Configuring handling of file components
Last updated
Was this helpful?
Last updated
Was this helpful?
The Dataset Settings panel includes options for how Textual handles the following file components:
For .docx files, images and comments
For PDF files, scanned-in signatures
To display the Dataset Settings panel, on the dataset details page, click Settings.
These options are not available for pipelines that also redact files.
For .docx images, including .svg files, you can configure the dataset to either:
Redact the image content. When you select this option, Textual looks for and blocks out sensitive values in the image.
Ignore the image.
Replace the images with black boxes.
On the Dataset Settings panel, under Image settings for DOCX files:
To redact the image content, click Redact contents of images using OCR. This is the default selection.
To ignore the images entirely, click Ignore images during scan.
To replace the images with black boxes, click Replace images from the output file with black boxes.
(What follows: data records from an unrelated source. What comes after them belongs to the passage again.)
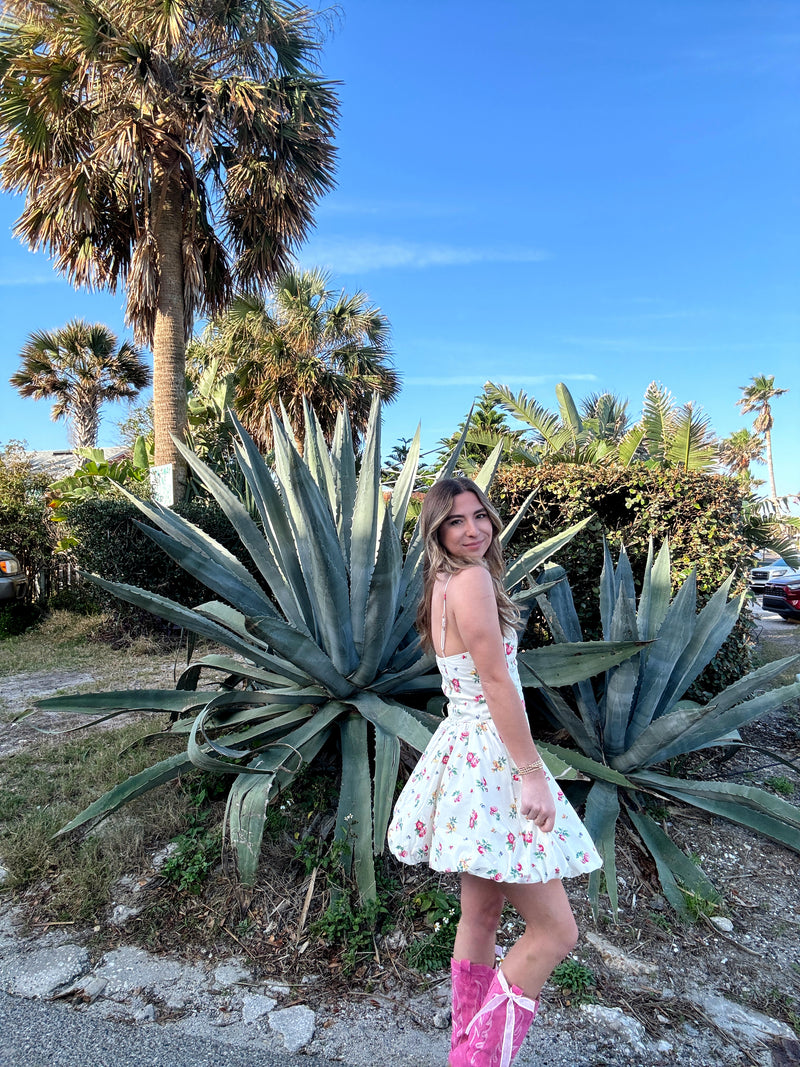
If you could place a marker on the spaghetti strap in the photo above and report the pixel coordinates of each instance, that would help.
(444, 614)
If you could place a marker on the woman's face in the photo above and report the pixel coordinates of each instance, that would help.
(467, 530)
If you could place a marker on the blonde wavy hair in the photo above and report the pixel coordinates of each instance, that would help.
(436, 507)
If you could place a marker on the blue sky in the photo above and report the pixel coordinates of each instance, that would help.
(602, 194)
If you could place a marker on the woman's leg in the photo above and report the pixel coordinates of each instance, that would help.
(550, 934)
(481, 906)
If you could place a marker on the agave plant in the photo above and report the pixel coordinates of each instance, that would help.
(637, 720)
(323, 645)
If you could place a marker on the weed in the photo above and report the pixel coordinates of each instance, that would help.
(781, 784)
(575, 978)
(353, 927)
(660, 921)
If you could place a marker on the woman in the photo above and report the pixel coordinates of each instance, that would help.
(480, 800)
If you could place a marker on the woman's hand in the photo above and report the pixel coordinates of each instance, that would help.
(538, 803)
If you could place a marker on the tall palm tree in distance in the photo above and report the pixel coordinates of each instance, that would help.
(304, 339)
(756, 397)
(81, 367)
(738, 450)
(175, 148)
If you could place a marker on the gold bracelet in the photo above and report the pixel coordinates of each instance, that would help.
(537, 765)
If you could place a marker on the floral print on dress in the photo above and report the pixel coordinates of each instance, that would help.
(460, 809)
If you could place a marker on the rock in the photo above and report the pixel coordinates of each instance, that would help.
(294, 1024)
(122, 914)
(255, 1006)
(44, 972)
(616, 1020)
(160, 858)
(232, 973)
(618, 960)
(722, 923)
(742, 1022)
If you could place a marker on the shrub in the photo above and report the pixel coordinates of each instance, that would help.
(700, 514)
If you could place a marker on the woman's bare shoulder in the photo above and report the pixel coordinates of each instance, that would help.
(472, 580)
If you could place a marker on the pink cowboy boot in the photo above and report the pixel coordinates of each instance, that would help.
(497, 1031)
(470, 984)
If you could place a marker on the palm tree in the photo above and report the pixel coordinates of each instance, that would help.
(676, 435)
(178, 149)
(756, 398)
(81, 367)
(304, 341)
(738, 450)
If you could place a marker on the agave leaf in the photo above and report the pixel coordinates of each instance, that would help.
(620, 681)
(379, 612)
(121, 701)
(238, 624)
(393, 718)
(688, 729)
(129, 790)
(283, 572)
(607, 591)
(354, 813)
(342, 458)
(581, 732)
(212, 557)
(404, 484)
(591, 767)
(317, 457)
(368, 523)
(239, 516)
(246, 806)
(222, 579)
(485, 476)
(656, 592)
(673, 636)
(602, 812)
(387, 763)
(319, 552)
(746, 805)
(236, 670)
(672, 863)
(539, 555)
(301, 651)
(557, 665)
(510, 529)
(713, 625)
(181, 617)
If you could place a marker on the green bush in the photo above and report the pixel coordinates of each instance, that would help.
(700, 514)
(110, 543)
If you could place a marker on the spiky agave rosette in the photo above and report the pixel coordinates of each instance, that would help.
(638, 718)
(323, 642)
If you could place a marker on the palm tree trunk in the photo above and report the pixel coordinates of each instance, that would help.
(169, 338)
(770, 468)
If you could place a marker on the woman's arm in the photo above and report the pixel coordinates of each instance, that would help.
(474, 611)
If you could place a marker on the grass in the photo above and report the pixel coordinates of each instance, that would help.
(44, 786)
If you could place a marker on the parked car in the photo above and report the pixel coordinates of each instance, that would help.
(782, 596)
(13, 580)
(768, 572)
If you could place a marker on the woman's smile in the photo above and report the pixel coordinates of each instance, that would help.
(467, 530)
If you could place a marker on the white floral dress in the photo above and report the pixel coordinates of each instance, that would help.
(460, 809)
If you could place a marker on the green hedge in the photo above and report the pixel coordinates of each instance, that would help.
(700, 513)
(27, 531)
(112, 545)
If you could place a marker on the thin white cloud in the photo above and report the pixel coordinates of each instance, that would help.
(478, 381)
(30, 280)
(356, 257)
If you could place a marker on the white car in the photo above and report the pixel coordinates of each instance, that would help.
(761, 576)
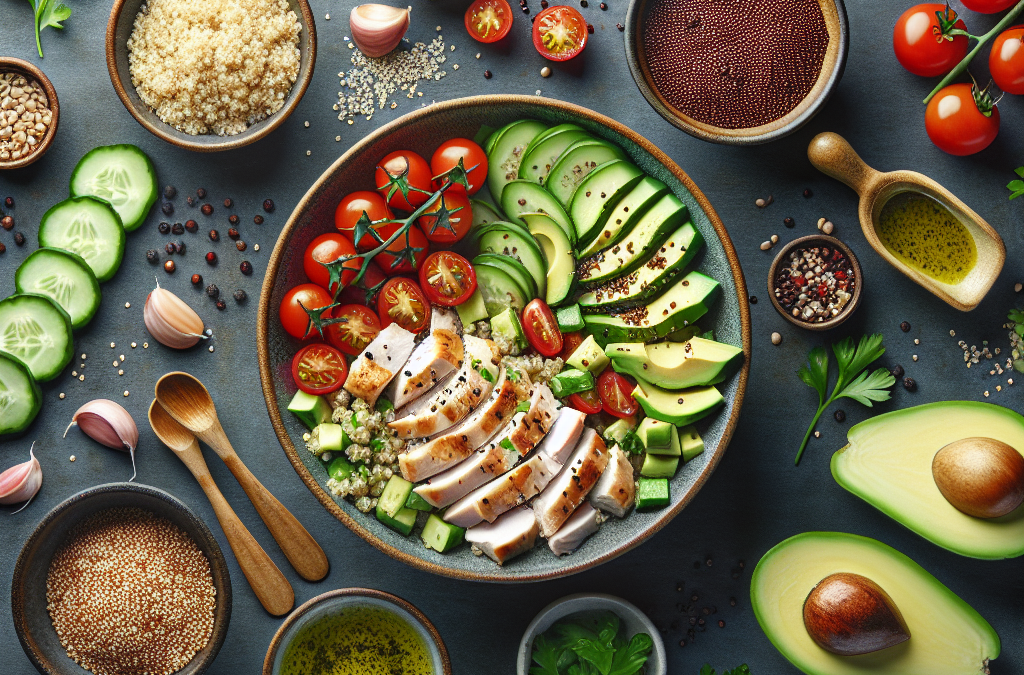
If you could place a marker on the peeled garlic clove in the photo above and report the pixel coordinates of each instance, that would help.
(109, 424)
(378, 29)
(170, 321)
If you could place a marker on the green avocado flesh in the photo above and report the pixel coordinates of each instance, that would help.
(947, 636)
(888, 463)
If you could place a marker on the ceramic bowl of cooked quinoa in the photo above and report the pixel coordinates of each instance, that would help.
(211, 76)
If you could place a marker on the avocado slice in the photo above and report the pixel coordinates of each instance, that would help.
(947, 636)
(676, 365)
(888, 463)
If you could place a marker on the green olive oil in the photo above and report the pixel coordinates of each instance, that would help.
(923, 234)
(357, 640)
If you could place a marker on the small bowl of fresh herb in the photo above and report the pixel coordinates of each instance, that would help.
(596, 632)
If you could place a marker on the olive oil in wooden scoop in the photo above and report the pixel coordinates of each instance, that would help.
(918, 225)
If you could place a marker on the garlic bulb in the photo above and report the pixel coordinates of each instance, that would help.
(108, 423)
(378, 29)
(22, 481)
(170, 321)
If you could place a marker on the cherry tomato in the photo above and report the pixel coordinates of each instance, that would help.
(455, 225)
(920, 42)
(403, 169)
(293, 318)
(559, 33)
(488, 20)
(358, 329)
(541, 328)
(616, 393)
(955, 120)
(1007, 60)
(473, 159)
(401, 301)
(350, 209)
(318, 369)
(448, 279)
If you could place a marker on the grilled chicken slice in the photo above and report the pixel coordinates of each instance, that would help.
(569, 488)
(615, 490)
(515, 488)
(466, 391)
(379, 363)
(581, 524)
(512, 534)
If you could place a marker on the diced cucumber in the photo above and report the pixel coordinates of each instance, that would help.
(121, 175)
(89, 227)
(20, 397)
(65, 278)
(36, 330)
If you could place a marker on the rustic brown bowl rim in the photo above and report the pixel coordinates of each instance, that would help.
(30, 70)
(265, 311)
(847, 311)
(275, 642)
(263, 127)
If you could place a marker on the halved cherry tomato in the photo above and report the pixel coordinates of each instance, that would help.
(350, 209)
(559, 33)
(474, 160)
(541, 328)
(448, 279)
(358, 329)
(293, 318)
(452, 226)
(488, 20)
(318, 369)
(616, 393)
(403, 170)
(401, 301)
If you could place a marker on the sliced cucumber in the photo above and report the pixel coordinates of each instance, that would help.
(20, 397)
(89, 227)
(122, 176)
(65, 278)
(36, 330)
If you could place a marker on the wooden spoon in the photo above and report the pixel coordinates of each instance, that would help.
(189, 404)
(832, 155)
(272, 590)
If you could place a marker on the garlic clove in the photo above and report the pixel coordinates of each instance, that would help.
(378, 29)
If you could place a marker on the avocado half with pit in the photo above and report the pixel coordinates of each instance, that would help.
(947, 636)
(888, 463)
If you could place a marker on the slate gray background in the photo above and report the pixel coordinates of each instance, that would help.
(757, 497)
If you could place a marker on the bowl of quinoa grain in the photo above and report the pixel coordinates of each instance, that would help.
(211, 76)
(121, 579)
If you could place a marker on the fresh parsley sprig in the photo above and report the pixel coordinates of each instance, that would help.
(853, 381)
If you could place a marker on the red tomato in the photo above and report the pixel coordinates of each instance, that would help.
(401, 301)
(559, 33)
(293, 317)
(920, 43)
(473, 159)
(955, 120)
(488, 20)
(403, 169)
(318, 369)
(1007, 60)
(358, 329)
(541, 328)
(616, 393)
(455, 225)
(448, 279)
(350, 209)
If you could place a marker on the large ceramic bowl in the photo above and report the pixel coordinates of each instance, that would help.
(422, 131)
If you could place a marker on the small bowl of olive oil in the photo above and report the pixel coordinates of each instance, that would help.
(356, 631)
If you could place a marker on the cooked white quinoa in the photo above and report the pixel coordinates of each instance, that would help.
(214, 66)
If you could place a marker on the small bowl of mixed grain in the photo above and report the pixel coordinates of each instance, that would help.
(211, 76)
(29, 113)
(119, 580)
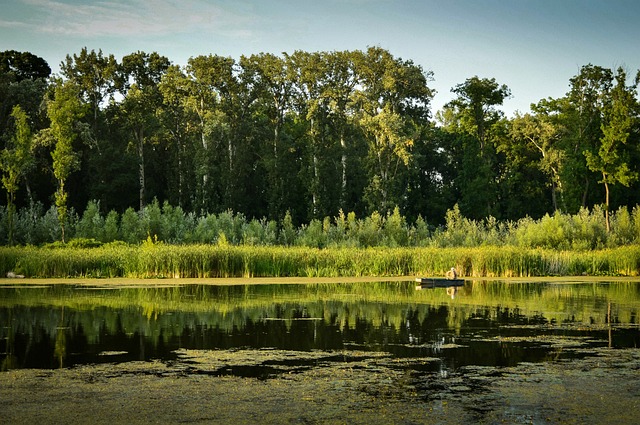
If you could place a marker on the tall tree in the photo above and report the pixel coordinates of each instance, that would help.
(473, 115)
(138, 79)
(94, 74)
(539, 133)
(581, 115)
(339, 93)
(393, 101)
(15, 162)
(273, 85)
(611, 156)
(64, 111)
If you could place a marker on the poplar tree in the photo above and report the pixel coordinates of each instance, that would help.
(15, 162)
(64, 111)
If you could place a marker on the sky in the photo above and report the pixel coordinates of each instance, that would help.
(532, 46)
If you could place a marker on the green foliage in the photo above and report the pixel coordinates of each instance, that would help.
(153, 259)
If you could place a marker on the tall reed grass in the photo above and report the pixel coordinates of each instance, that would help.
(585, 230)
(159, 260)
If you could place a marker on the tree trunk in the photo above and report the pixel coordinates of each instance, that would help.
(343, 161)
(606, 204)
(141, 178)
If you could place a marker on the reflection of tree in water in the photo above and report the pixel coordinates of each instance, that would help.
(421, 323)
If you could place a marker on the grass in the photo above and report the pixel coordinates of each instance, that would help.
(159, 260)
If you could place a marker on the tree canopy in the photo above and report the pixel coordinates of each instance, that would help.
(308, 135)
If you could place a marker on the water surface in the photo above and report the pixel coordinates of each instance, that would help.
(491, 323)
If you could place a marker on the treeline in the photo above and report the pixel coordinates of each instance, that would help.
(157, 223)
(304, 135)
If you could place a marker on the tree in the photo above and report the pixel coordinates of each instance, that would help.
(138, 79)
(272, 83)
(475, 107)
(474, 117)
(393, 102)
(611, 156)
(581, 115)
(64, 111)
(538, 132)
(15, 162)
(94, 74)
(24, 65)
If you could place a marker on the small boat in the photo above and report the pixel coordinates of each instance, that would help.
(438, 282)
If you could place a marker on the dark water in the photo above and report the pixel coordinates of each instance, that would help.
(484, 324)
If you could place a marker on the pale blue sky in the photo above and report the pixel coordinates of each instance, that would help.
(532, 46)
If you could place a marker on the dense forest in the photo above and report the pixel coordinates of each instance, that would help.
(293, 139)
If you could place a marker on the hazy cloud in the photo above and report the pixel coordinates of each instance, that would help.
(134, 17)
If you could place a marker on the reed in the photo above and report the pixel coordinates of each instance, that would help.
(158, 260)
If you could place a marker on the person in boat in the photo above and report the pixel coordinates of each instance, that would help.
(452, 291)
(452, 274)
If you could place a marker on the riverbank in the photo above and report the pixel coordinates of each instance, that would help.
(158, 260)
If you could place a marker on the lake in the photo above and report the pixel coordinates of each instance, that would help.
(484, 323)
For .docx tables, you can configure the dataset to either:
Redact the table content. When you select this option, Textual detects sensitive values and replaces them based on the entity type configuration.
Block out all of the table cells. When you select this option, Textual places a black box over each table cell.
On the Dataset Settings panel, under Table settings for DOCX files:
To redact the table content, click Redact content using the entity type configuration. This is the default selection.
To block out the table content, click Block out all table cell content.
For comments in a .docx file, you can configure the dataset to either:
Remove the comments from the file.
Ignore the comments and leave them in the file.
On the Dataset Settings panel, to remove the comments, toggle Remove comments from the output file to the on position. This is the default configuration.
To ignore the comments, toggle Remove comments from the output file to the off position.
By default, Textual redacts scanned-in signatures in PDF files. You can configure the dataset to instead ignore the signatures.
On the Dataset Settings panel:
To redact PDF signatures, toggle Detect and redact signatures in PDFs to the on position. This is the default configuration.
To ignore PDF signatures, toggle Detect and redact signatures in PDFs to the off position.